Saturday, October 31, 2020

Ideas from the blue


A long time ago I made a little doodle on the side of a larger piece of paper.  I think I was trying a large round pen nib to see what kind of line it would make, and drew the U-shaped curve.  Then at some later point I think I had another pen in hand, sketched the surrounding box and made a "stem" for the "wineglass."  The piece of paper nestled in with my piles of clippings, and I kept running across it every now and then.

Earlier this month I decided the little doodle was striking some kind of chord with me, because every time I came across it, I carefully put it back onto a pile instead of into the wastebasket.  So I did my daily calligraphy based on the doodle.  

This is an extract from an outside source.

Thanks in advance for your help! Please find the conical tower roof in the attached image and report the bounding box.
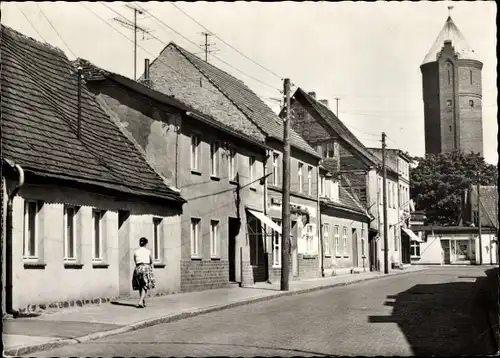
[422,16,478,65]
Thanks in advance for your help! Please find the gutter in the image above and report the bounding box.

And then I did it again, and again and again.  The "wineglass" changed shapes and orientations and colors, and occasionally morphed into a dumbbell with two curves in the box instead of one. The boxes escaped from the grid to stand alone. The pale washes that I had been using in other calligraphy appeared.  

It's hard for me to articulate why this little doodle makes me so happy.  And it's turning out to be hard to use it in a satisfying way on the large page of a sketchbook instead of the tiny one-off version that I've kept so long.

I don't know if I'm done with this motif or not.  I'm not even sure I like this series of experiments.  Are they losing their spontaneity as I do them over and over?

I've done this in the past, made something that seemed great the first time around but never as good again, no matter now many times I revisit it.  Maybe that's because I love to work improvisationally, without the safety net of sketching or a lot of planning ahead.  So when I come back and do the same motif again, it seems constrained and artificial rather than serendipitous.  What do you think?  Have you had a similar experience?


  1. Before I began reading, your doodle looked like the neckline of a shirt to

  2. IMHO I think that your designating the piece as a wine glass is too limiting. what if you square piece was a window and that is all you saw, or what if the pattern repeated on the small piece before transfer to other pieces. there is a lot of room to play if a label isn't placed on the image.

  3. I too dislike endless planning and sampling.
    Not only does the spontaneity disappear, but I get bored with the whole thing!

  4. Scale and spontaneity make a difference. Also you can become just too accomplished with practice . Using non-dominant hand can bring a fresh approach

  5. I love the motiv. Worth exploring in all sizes and directions. But it's not a wine glass. It's a curved line with another line, jus that. And I agree with Mags - try the other hand!